Dieses bewundernswerte Engagement für die Meinungsfreiheit würde seinem neuen Besitzer exquisite und vielleicht unerträgliche Schmerzen bereiten. Tesla, immerhin sein Hauptgeschäft, produziert die Hälfte seiner Autos in China und macht dort ein Viertel seines Umsatzes. Wie Reuters weist darauf hin: „China könnte Tesla leicht als Lösegeld fordern, wenn ein Musk-eigenes Twitter nicht mitspielen würde.“

Es könnte sein, weshalb man sich fragt, ob Musk am Ende einfach von der Übernahme Abstand nehmen wird.

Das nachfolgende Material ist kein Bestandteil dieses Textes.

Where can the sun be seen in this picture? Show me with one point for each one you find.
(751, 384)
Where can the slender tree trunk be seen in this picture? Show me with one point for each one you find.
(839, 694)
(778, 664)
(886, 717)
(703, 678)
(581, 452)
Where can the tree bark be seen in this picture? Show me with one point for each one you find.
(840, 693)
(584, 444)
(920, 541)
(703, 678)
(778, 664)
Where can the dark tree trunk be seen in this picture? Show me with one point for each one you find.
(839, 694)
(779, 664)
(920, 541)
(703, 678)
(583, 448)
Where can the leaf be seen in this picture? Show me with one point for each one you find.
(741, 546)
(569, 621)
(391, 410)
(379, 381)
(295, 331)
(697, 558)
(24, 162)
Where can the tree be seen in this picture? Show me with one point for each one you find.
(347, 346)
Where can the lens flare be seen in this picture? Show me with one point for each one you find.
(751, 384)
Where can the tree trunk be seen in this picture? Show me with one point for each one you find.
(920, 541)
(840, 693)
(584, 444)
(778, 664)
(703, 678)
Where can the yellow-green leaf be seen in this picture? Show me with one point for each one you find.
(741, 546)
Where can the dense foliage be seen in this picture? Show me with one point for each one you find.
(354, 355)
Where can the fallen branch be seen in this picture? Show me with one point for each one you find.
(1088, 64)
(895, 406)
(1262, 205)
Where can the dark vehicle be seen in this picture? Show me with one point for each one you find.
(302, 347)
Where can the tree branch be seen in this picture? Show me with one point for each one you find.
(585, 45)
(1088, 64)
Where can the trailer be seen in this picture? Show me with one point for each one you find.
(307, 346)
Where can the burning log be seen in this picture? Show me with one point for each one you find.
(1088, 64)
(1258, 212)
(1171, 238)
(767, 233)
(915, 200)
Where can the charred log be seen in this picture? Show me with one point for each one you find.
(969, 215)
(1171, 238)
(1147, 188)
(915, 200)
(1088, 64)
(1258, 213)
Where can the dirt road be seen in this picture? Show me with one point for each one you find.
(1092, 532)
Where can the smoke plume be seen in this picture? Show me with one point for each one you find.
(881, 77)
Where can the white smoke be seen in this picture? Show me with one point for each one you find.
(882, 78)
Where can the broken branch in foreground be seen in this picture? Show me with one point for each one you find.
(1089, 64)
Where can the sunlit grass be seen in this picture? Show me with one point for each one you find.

Schließlich ist er Geschäftsmann, und Geschäftsleute glauben angeblich an das Primat der Märkte. Er begann dieses Unterfangen in der Annahme, dass die Regeln der freien Meinungsäußerung nur ein weiterer Vermögenswert sind, der auf dem „Marktplatz der Ideen“ gekauft werden kann.

Mit etwas Glück kommt er zu dem Schluss, dass der Preis viel höher ist, als er geplant hatte. In diesem Fall können diejenigen von uns, die glauben, dass diese Regeln von demokratischen Institutionen festgelegt werden sollten, wieder aufatmen.